Yul Scarf | Schenberg Art Fellowship 2021 recipient

Congratulations to National Art School graduate Yul Scarf (Bachelor of Fine Arts), recipient of the $50,000 Schenberg Art Fellowship for their works HomeBuilder Scheme (new build or renovate) (2020), This Remains 100% Aboriginal Land (2020), and COLONIAL VIRUS (2020).

Hatched artist Yul Scarf with their work 2020: Still Digesting, 2020, and Homebuilder Scheme: Rebuild or Renovate, 2020. Hatched: National Graduate Show 2021, Perth Institute of Contemporary Arts (PICA), 2021. Photograph: Bo Wong

This is the 12th year that the Perth Institute of Contemporary Arts (PICA) has worked with the University of Western Australia (UWA) and the UWA Cultural Precinct to present the Schenberg Art Fellowship, the most significant award for emerging artists in Australia. Each year a recipient is chosen from PICA’s ‘Hatched: National Graduate Show’, which this year showcases the work of 24 of the most promising artists from Australia’s leading art schools and universities from every state and territory in Australia; displaying a broad range of contemporary practice including installations, audio/sound works, photography, sculpture, ceramics, textiles and media works, at PICA until 11 July 2021.

‘Being the recipient of this year’s Schenberg Art Fellowship is a really big honour and responsibility. I hope to use the money to help “pay the rent” for being a settler that benefits from living on stolen land and to account for all the ways that my practice is collaborative.’ — Yul Scarf.

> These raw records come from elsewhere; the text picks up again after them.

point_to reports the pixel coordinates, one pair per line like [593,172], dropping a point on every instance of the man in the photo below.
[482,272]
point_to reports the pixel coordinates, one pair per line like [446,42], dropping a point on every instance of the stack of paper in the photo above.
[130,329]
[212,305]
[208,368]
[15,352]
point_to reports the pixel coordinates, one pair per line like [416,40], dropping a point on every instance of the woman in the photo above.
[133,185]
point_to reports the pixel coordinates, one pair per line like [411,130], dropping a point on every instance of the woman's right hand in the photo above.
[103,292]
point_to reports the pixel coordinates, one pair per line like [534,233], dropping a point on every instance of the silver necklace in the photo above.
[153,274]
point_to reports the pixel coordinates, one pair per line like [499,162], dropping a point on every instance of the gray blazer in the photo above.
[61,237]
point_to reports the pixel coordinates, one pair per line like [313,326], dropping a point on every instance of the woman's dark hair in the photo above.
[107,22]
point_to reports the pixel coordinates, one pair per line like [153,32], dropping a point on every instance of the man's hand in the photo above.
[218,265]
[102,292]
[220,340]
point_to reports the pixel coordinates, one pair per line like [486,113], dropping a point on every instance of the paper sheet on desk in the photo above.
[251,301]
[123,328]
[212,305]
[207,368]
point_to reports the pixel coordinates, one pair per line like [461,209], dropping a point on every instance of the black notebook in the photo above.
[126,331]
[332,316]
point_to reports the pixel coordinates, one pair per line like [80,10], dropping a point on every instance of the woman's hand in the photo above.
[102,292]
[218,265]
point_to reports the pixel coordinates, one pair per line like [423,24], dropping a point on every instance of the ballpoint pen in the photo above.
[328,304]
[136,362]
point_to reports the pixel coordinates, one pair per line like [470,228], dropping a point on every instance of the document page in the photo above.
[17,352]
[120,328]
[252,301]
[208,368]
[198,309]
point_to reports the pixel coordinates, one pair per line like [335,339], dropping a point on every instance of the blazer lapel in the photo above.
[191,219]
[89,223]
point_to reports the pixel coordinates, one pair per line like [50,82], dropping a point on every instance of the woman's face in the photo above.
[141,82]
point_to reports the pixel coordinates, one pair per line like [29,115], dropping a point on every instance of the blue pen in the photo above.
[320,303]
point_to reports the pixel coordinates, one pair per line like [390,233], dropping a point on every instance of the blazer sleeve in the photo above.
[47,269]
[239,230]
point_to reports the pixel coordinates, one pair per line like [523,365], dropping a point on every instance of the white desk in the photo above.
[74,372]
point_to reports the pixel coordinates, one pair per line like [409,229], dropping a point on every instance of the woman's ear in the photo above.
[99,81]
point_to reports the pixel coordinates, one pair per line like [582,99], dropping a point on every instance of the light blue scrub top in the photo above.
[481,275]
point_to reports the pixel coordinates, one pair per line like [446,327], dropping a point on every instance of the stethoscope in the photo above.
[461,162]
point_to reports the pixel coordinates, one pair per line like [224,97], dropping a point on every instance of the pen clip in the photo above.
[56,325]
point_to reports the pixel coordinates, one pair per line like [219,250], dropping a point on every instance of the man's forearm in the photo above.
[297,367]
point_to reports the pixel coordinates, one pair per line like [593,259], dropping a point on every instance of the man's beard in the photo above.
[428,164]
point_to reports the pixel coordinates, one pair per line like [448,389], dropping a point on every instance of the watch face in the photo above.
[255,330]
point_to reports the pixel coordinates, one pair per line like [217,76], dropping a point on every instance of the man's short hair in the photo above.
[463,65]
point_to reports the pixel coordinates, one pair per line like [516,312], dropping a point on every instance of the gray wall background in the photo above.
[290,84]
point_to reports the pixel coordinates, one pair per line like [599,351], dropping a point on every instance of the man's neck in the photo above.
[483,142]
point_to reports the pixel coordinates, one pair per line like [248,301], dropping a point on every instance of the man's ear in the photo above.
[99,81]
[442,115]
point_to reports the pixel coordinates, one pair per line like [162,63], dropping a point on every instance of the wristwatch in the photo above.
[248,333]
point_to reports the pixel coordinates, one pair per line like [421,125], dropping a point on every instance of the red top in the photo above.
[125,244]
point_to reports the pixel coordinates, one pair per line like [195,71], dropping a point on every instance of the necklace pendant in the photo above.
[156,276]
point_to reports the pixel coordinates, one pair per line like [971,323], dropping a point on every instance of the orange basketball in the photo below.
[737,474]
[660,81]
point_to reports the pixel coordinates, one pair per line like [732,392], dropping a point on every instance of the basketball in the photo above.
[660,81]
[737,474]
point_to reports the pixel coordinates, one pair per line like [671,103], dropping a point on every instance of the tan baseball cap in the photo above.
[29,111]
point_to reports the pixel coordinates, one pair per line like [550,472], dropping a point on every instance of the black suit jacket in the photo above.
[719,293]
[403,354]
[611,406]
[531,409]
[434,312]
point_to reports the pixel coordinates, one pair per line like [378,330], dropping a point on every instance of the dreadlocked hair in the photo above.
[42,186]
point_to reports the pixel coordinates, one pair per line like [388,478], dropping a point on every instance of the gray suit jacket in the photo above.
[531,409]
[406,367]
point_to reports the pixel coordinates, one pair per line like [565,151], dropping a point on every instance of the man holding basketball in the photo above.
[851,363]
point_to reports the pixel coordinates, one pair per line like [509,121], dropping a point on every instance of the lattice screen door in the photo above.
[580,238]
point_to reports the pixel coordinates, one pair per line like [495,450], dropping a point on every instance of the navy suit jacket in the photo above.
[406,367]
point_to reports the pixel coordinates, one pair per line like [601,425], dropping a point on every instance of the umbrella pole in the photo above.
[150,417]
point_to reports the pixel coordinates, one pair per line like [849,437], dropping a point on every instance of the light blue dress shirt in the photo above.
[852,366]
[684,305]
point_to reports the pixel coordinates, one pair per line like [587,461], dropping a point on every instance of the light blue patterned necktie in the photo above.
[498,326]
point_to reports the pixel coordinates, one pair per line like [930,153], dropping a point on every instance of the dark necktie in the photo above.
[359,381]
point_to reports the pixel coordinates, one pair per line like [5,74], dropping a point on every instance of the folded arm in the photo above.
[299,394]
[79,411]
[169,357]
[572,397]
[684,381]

Scarf is a multi-disciplinary artist motivated by radical political change who uses their practice to materialise queer politics, solidarity and humour and often works collaboratively to develop their themes and imagery. Scarf interrogates the role of clay in processes of colonisation through the medium of ceramics, allowing unceded earth, remnants of the early colony and contemporary culture to blur. In the space between the precarity and fixedness of ceramics, deeper truths about settler-colonial Australia materialise. Referencing the Morrison government’s 2020 economic stimulus program, HomeBuilder Scheme (rebuild or renovate) is a monument that declares its own instability. On top of a bed of 200-million-year-old Sydney, sandstone sits a hastily constructed tower of colonial bricks. 2020 (Still Digesting) is a series of plates decorated with QR codes that link viewers to artworks and articles resisting monumental racism. The back of each plate echoes the property mark of milk and beer bottles to state, ‘This Remains 100% Aboriginal Land’, speaking both to the clay of the plate and to the continent more broadly.

Yul Scarf, HomeBuilder Scheme (new build or renovate), 2020. Photograph: Peter Morgan

‘Yul’s multi-dimensional work draws clever links between history, contemporary culture and activism in a way that encourages us to question the past and re-imagine our future. Through an expanded use of ceramics, installation and QR codes, the artist takes us on a compelling journey through time and space. The roles of clay and commemoration in Australian colonialism are explored and offered as powerful metaphors, all with gentle humour, intelligence and a sense of solidarity.’ — ‘Hatched’ 2021 judges: Amy Barrett-Lennard, PICA Director, Sally Quin, UWA Art Collection Curator, and Patrice Sharkey, ACE Open Artistic Director.

The judges also remarked at the high calibre of works in the 2021 exhibition and highly commended University of Tasmania graduate Hannah Foley (Bachelor of Fine Arts) for her work Breathing Backwards (2020) and Curtin University graduate Bradley Kickett (Bachelor of Arts, Fine Art) for his video piece Boundary Road (2020).